The Committee on Woman Suffrage was a committee of the United States House of Representatives between 1917 and 1927. The committee was influential in shepherding through the ratification of the 19th Amendment to the United States Constitution giving women the right to vote.

==Jurisdiction==
The resolution establishing the Committee on Woman Suffrage gave it jurisdiction over any proposed legislation related to woman suffrage, an issue that had been the jurisdiction of the Judiciary Committee.
==History==

Petition from Carrie Chapman Catt of the National American Woman Suffrage Association

Suffragist Carrie Chapman Catt petitioned Speaker of the House Champ Clark on behalf of the National American Woman Suffrage Association on April 10, 1917, urging the House to create a Committee on Woman Suffrage. She argued that the Judiciary Committee, which had jurisdiction over the issue, was too busy with other matters to address suffrage for women. During a May 18, 1917 hearing, numerous Representatives, including Jeannette Rankin, the only female member of the House, urged the House Rules Committee to create the Committee on Woman Suffrage. The U.S. Senate had established the Select Committee on Woman Suffrage in 1882.

On September 24, 1917, House Resolution 12, establishing a Committee on Woman Suffrage, was passed. Representative John Edward Raker, a Democrat from California, served as the Committee's chairman. At least one newspaper reported that Rankin had been passed over to chair the Committee after the Republican caucus failed to endorse her.

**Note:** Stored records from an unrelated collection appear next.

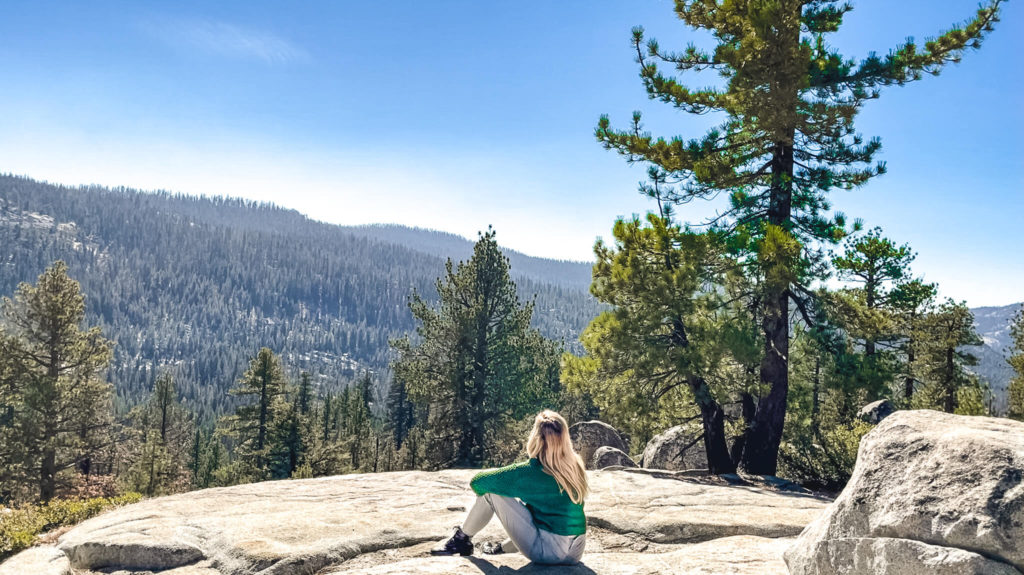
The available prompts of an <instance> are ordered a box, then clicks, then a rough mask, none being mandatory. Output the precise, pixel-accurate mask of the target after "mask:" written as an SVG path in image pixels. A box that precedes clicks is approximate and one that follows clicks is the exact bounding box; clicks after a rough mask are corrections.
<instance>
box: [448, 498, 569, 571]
mask: <svg viewBox="0 0 1024 575" xmlns="http://www.w3.org/2000/svg"><path fill="white" fill-rule="evenodd" d="M496 515H497V516H498V521H501V522H502V527H504V528H505V532H506V533H508V535H509V539H508V540H506V541H505V542H503V543H502V548H503V549H504V550H505V551H506V552H512V551H515V550H519V551H520V552H522V555H524V556H526V557H527V558H528V559H529V560H530V561H532V562H534V563H543V564H547V565H571V564H574V563H579V562H580V558H582V557H583V549H584V546H585V545H586V544H587V535H559V534H557V533H552V532H550V531H546V530H544V529H541V528H540V527H538V526H537V525H535V524H534V518H532V516H530V515H529V510H527V508H526V505H524V504H522V503H521V502H520V501H519V500H518V499H515V498H513V497H505V496H504V495H496V494H494V493H487V494H485V495H482V496H480V497H477V498H476V503H475V504H474V505H473V508H471V510H469V517H467V518H466V523H465V525H463V526H462V531H463V533H465V534H467V535H469V536H470V537H472V536H473V535H476V534H477V533H479V532H480V531H482V530H483V528H484V527H485V526H486V525H487V523H488V522H490V518H493V517H495V516H496Z"/></svg>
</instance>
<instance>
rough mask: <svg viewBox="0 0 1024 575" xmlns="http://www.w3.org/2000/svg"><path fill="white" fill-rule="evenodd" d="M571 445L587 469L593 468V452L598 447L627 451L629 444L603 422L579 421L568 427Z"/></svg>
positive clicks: (628, 449) (593, 465)
mask: <svg viewBox="0 0 1024 575" xmlns="http://www.w3.org/2000/svg"><path fill="white" fill-rule="evenodd" d="M569 437H571V438H572V447H574V448H575V450H577V453H579V454H580V457H581V458H582V459H583V462H584V465H585V466H587V469H588V470H592V469H594V453H595V452H596V451H597V450H598V448H600V447H604V446H608V447H614V448H615V449H618V450H620V451H624V452H627V453H628V452H629V450H630V448H629V445H627V444H626V441H625V440H624V439H623V436H622V435H621V434H620V433H618V431H617V430H615V428H613V427H611V426H609V425H608V424H605V423H604V422H598V421H596V419H595V421H593V422H580V423H579V424H575V425H574V426H571V427H570V428H569Z"/></svg>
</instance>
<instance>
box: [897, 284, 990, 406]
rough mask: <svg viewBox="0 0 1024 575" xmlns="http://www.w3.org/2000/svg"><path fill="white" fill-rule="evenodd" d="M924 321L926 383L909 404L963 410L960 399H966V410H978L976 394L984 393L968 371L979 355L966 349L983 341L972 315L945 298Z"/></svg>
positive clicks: (969, 370) (916, 405)
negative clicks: (976, 331)
mask: <svg viewBox="0 0 1024 575" xmlns="http://www.w3.org/2000/svg"><path fill="white" fill-rule="evenodd" d="M924 323H925V326H924V329H925V331H927V333H928V334H929V339H928V340H927V341H925V342H923V347H924V350H923V352H924V353H923V358H922V360H923V362H924V365H925V367H924V373H925V385H924V386H923V389H922V390H921V392H920V393H918V394H915V395H914V397H913V399H912V401H911V405H912V406H913V407H916V408H933V409H936V408H937V409H942V410H944V411H946V412H947V413H956V412H961V411H962V409H961V401H962V400H966V401H968V403H969V405H966V406H964V408H965V409H966V410H967V411H968V412H974V411H979V409H978V407H977V403H979V402H981V403H983V402H982V401H981V400H980V399H978V398H979V394H981V396H982V397H983V395H984V392H982V391H981V389H980V385H981V384H980V383H979V382H978V378H977V375H975V374H974V373H972V372H971V371H970V370H968V367H971V366H974V365H977V364H978V358H977V357H976V356H975V355H974V354H972V353H971V352H970V351H968V350H967V349H965V347H966V346H977V345H980V344H981V343H982V340H981V338H980V337H979V336H978V334H977V333H976V331H975V328H974V314H972V313H971V310H970V309H968V307H967V304H966V303H963V302H954V301H952V300H947V301H946V302H945V303H943V304H942V305H940V306H939V307H938V309H936V310H935V311H934V312H932V313H930V314H928V315H927V316H926V317H925V318H924ZM971 404H974V405H971Z"/></svg>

The Committee held its first session on January 3, 1918, and heard testimony from Carrie Chapman Catt, Anna Howard Shaw, and others in favor of the constitutional amendment for woman suffrage. On January 8, the Committee ordered a favorable report on the amendment. The following day, President Woodrow Wilson publicly declared support for the amendment, and on January 10, the House of Representatives passed the federal woman suffrage amendment by two-thirds majority. The Senate failed to pass an amendment, so the House voted again to pass the woman suffrage amendment, which would become the 19th Amendment, on May 21, 1919. The Committee's final report was on H.J. Res. 1, which became the 19th Amendment to the Constitution. Though the Committee existed until 1927, it ceased activities following the ratification of the 19th Amendment in 1920.